Mai come in queste settimane l’Italia ha mostrato due volti. Da una parte quello di una popolazione che si riconosce sempre più nella causa palestinese, capace di riempire strade e piazze con una forza che non si vedeva da anni. Dall’altro, quello di un governo che parla con più voci, oscillando tra il sostegno incondizionato a Israele e la preoccupazione di non apparire complice di un genocidio. 

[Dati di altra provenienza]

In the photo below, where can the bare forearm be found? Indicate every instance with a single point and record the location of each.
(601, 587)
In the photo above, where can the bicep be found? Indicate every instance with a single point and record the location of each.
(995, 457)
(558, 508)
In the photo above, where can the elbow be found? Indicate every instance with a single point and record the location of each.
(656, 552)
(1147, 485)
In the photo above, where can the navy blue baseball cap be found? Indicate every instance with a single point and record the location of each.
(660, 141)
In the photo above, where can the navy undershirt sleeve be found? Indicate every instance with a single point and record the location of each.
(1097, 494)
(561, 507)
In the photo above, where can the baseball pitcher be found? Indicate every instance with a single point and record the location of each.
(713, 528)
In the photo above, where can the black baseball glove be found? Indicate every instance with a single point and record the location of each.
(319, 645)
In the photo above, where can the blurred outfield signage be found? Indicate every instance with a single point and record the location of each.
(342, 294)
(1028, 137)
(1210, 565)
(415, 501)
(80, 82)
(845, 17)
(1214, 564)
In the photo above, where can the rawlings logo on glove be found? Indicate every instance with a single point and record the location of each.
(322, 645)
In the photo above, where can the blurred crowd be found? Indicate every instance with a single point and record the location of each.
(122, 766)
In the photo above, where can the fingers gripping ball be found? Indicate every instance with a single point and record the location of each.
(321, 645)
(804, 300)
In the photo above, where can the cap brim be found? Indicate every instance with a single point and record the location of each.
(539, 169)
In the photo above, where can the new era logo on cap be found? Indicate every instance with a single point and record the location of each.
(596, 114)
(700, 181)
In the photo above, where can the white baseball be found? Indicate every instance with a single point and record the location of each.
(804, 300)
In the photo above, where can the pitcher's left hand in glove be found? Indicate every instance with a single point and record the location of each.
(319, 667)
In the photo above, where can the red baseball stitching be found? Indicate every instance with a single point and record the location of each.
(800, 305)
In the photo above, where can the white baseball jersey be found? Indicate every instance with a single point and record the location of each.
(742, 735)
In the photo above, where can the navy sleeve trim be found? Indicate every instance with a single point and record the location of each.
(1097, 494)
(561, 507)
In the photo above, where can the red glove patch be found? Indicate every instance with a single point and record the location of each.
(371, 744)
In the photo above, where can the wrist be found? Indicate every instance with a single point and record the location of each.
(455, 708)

Lo sciopero generale del 3 ottobre denunciava la complicità italiana con i crimini israeliani in corso e la solidarietà con la Global Sumud Flotilla, la missione umanitaria fermata dalle autorità israeliane mentre tentava di portare aiuti a Gaza. Le adesioni hanno superato le aspettative, paralizzando in parte trasporti, scuole e servizi in tutta Italia. Non si trattava solo di rivendicazioni sindacali ma era un gesto politico, netto, che rimetteva al centro la questione morale del conflitto e la responsabilità del nostro Paese.

 

Il giorno dopo, Roma è diventata il baricentro simbolico di questa spaccatura. Al corteo per Gaza del 4 ottobre centinaia di migliaia di persone sono scese in piazza unite: una fiumana compatta da piazzale Ostiense a San Giovanni, bandiere palestinesi, cartelli, studenti, famiglie, comunità arabe e associazioni cattoliche. Tutti con lo stesso messaggio: gli italiani non vogliono essere complici del genocidio che Israele sta perpetrando.

 

Mentre le piazze si riempivano, il governo cercava una linea che non ha ancora trovato. Matteo Salvini, a una giornalista israeliana, ha dichiarato: “L’Italia è uno dei pochi paesi che non si è mai allineata al politicamente corretto antiebraico e antisraeliano “. E ancora: “Molta di questa gente che sta protestando e sta bloccando le strade, interrompendo le lezioni nell’università, non penso che sappia per cosa lo sta facendo perché il terrorismo islamico è il principale problema al mondo”. Affermazioni aberranti da parte di una delle più alte cariche dello Stato italiano.

 

Antonio Tajani, ministro degli Esteri, cosciente dell’ambiguità della posizione del Governo ha cercato di rassicurare i suoi elettori dicendo che l’Italia non è complice del Genocidio in atto, ma le sue parole si scontrano con le azioni del Governo di cui egli stesso è Ministro. Le parole dei due ministri, opposte nei toni, ma ugualmente condizionate da un’alleanza politica subalterna a Washington e a Tel Aviv, rivelano un esecutivo confuso e fratturato, prigioniero del proprio paradosso diplomatico.

 

Intanto, i membri italiani della Flotilla cominciano a rientrare in patria. Ventisei sono stati rimpatriati dopo aver firmato il foglio di via imposto da Israele; altri restano trattenuti illegalmente, e dalle testimonianze dei primi rientrati emergono accuse di maltrattamenti e violenze durante la detenzione. La Farnesina, pur intervenendo per garantire assistenza, non ha ancora chiarito i contorni di quanto accaduto.

 

Quella appena trascorsa è stata una settimana concitata e piena di avvenimenti importanti. L’Italia si è posta al centro dell’Europa per quanto riguarda il dissenso e le manifestazioni pro-Palestina, riscoprendo dopo anni un senso di comunità popolare, capace di mobilitare intere città grazie ai valori di solidarietà e umanità che, diversamente da come vogliono farci pensare, non abbiamo ancora perso del tutto.